Clone recipes for Durkee’s famous sauce has a lot of mustard, oil eggs, vinegar, cornstarch and margarine, but I can’t think of why mayonnaise couldn’t be involved instead or in addition to.

Edit I see Heinz uses Corn syrup, I’m so disappointed.

Re: Disguising Price Increases

Posted: Sun Apr 17, 2022 1:23 pm
by Tormahto
karstopography wrote: Sun Apr 17, 2022 9:38 am Right, all mayo is some sort of emulsion of eggs, oil, and either lemon juice or vinegar. 30 ounces of Recently, Burman’s was around $2, Blue plate closer to $3, Duke’s somewhere in the $3.50 range and Hellmann’s about $5. Cannot be that much difference in the cost of the ingredients to make each.

@Tormato I don’t know if Raising Cane’s Chicken has made it up to Massachusetts, but their famous sauce is just what you have been making all these years. I think theirs runs 2 parts mayonnaise to one part ketchup, with a little garlic salt and Worcestershire sauce in the mix.

Ketchup, my wife bought some Target brand ketchup, “Market Pantry” or some such name. It is noticeable less tasty than Heinz, like really really noticeable. The Target brand tastes watered down, the tomato flavor seems adulterated with corn syrup or something, there’s no other flavors. Not good. So bad I went and got Heinz. We don’t go through ketchup like mayonnaise, but I like ketchup on potato fries, onion rings and fried okra and as a component to red sauce or “homemade” barbecue sauce.
I agree that there is a huge difference with ketchup, and price alone generally can let one know what the quality is. It is also easier to tell the good ones today, as many will have a label saying "No high fructose corn syrup". With ketchup, I don't mind spending a bit more. Ketchup and mayo, I use mostly in the summertime, not very much the rest of the year. In a homemade BBQ sauce, I basically go completely from scratch, which will have all of the ingredients found in ketchup, but likely in different proportions.

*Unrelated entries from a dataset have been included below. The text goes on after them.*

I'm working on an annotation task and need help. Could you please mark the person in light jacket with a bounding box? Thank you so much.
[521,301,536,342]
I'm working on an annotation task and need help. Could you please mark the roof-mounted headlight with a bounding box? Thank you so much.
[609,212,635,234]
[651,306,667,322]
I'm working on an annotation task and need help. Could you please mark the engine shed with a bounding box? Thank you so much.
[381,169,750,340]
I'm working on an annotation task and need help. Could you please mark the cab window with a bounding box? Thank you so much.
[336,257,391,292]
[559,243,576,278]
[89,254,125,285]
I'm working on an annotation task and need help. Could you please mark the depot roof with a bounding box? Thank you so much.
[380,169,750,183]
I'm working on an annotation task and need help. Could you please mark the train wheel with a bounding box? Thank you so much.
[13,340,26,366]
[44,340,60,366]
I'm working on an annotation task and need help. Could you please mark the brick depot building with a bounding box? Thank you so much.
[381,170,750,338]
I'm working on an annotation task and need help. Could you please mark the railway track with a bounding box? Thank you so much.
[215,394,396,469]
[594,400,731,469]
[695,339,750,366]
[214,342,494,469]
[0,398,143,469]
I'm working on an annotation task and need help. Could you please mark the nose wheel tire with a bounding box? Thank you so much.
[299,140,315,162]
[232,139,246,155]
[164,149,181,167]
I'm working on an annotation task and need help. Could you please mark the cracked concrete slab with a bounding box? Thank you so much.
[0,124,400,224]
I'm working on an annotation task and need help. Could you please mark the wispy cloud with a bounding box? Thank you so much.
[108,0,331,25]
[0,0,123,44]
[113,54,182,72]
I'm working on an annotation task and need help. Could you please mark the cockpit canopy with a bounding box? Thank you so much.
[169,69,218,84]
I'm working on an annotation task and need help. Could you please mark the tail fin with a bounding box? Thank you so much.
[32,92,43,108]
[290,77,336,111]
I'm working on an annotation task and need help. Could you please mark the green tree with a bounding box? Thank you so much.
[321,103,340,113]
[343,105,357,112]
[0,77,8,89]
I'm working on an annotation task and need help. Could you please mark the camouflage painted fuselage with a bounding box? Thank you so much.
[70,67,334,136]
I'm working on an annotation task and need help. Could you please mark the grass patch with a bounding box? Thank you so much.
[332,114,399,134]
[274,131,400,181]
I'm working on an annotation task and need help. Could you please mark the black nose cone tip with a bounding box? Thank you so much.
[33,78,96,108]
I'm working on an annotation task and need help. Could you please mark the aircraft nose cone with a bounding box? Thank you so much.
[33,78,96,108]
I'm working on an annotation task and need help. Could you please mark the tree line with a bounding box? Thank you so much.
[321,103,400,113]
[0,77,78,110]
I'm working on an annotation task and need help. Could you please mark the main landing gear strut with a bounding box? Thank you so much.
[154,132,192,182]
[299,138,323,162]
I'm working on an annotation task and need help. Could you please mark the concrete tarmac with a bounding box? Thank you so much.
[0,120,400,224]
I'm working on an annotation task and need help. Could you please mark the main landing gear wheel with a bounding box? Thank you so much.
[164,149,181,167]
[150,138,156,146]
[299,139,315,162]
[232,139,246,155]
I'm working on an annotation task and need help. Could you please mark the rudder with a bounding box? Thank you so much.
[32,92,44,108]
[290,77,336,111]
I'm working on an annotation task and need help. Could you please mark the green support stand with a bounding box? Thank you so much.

Re: Disguising Price Increases

Posted: Sun Apr 17, 2022 1:27 pm
by Tormahto
karstopography wrote: Sun Apr 17, 2022 9:54 am @worth1 mixing mayonnaise and mustard, that’s good for deviled eggs. I do egg salad with mayonnaise and a little yellow prepared mustard and a sprinkle of celery salt. Green Olives are also good in egg salad if you like olives.

I like Hunt’s ketchup. I like cane sugar over corn syrup. Don’t try to tell me they are the same! I probably need to do a side by side taste comparison of Hunt’s with Heinz. In my grandmother’s drive inn hamburger stand, she always used Heinz.

Clone recipes for Durkee’s famous sauce has a lot of mustard, oil eggs, vinegar, cornstarch and margarine, but I can’t think of why mayonnaise couldn’t be involved instead or in addition to.

Edit I see Heinz uses Corn syrup, I’m so disappointed.
Up here, there are hybrid American/German potato, potato and egg, and egg salads. All use mayo with mustard. Some like cold potato salad, some like heated potato salad, I like it best "room temp", whether eaten indoors or out.